This is Maersk Tigris' route through the Strait of Hormuz
According to the Pentagon, container ship Maersk Tigris was sailing in Iranian territorial waters when the Iranian naval forces arrested the vessel on Tuesday. But there are special rules regarding free passage through the narrow Strait of Hormuz.
BY TOMAS KRISTIANSEN AND OLE ANDERSEN
Container ship Maersk Tigris, which was detained by Iranian naval forces around 12.55 local time Tuesday after warning shots had been fired, was following a fixed route past Iranian waters as part of Maersk Line's so-called ME3 service between the Black Sea and the Persian Gulf.
The ship is on time charter at Maersk Line from Rickmers Shipmanagement, which is responsible for operating and crewing the ship, and both parties maintain and stress on Wednesday that Maersk Tigris was located in international waters when the vessel was detained by the Iranian naval forces and subsequently escorted to the port in Bandar Abbas.
The US Department of Defense, the Pentagon, informs on its website that Maersk Tigris was in Iranian territorial waters and was entering the Strait of Hormuz between the Persian Gulf and the Gulf of Oman in the Arabian Sea.
"The ship's captain was contacted by and ordered to continue into Iranian waters. He refused, and one of the naval force vessels fired shots across the bridge of Maersk Tigris," said Colonel Steve Warren of the US Navy after the dramatic incident.
A Pentagon spokesman has also stressed that the Strait of Hormuz is located in Iran's territorial waters, 12 nautical miles from the shore of Iran. However, the very narrow strait is recognized as an international shipping lane, where the principle of "innocent passage" applies, which allows ships that comply with international maritime laws to pass through the narrow strait.
On Wednesday, Iranian media have reported that Maersk Tigris was arrested following a court order, as a local Iranian company claims to be owed money from Rickmers Shipmanagement.
Rickmers denies Iranian claims
A spokesman for Rickmers Shipmanagement, Cor Radings, tells ShippingWatch that the company is "completely unaware" of the accusations published in Iranian media.
He confirms that there is contact with the Iranian authorities, though he declines to specify who is talking to the authorities.
"We've been consulting with various parties in this situation," he says.
US forces in the region responded to distress signals from Maersk Tigris on Tuesday, and destroyer USS Farragut was subsequently dispatched to the region to monitor the situation along with surveillance aircrafts.
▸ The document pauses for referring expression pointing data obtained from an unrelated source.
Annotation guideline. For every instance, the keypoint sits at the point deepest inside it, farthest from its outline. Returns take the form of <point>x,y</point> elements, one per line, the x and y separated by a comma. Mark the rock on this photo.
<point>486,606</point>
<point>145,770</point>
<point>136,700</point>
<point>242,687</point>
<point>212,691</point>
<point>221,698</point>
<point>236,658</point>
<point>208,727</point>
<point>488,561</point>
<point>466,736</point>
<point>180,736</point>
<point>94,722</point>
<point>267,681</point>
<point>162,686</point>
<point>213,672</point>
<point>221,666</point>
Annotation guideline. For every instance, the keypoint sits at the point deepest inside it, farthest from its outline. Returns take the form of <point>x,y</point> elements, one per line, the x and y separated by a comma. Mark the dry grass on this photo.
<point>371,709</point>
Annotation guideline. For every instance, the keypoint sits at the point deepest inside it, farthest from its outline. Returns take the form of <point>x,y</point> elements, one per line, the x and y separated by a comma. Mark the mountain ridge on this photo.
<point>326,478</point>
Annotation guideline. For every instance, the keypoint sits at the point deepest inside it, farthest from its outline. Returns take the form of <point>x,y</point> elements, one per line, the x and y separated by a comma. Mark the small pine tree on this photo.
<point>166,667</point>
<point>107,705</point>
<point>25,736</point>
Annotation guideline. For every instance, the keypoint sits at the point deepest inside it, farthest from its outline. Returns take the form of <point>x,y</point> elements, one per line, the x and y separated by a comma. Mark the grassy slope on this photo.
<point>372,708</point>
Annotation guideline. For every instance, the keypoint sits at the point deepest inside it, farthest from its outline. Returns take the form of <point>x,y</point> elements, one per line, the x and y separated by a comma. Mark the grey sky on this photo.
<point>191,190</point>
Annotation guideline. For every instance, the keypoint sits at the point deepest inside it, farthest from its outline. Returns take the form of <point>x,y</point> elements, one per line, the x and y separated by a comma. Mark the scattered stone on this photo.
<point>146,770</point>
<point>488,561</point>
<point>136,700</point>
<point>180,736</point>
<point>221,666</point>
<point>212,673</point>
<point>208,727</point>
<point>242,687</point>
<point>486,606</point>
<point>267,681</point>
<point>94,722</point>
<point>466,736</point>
The US along with four other large nations reached an agreement with Iran during Easter to monitor the country's nuclear program - an agreement that entails a full or partial repeal of the economic sanctions that have plagued Iran for years, and which the country's regime is eager to be rid of.
The negotiators from the involved parties must settle the final agreement, including the sanctions, ahead of a deadline on June 30th this year.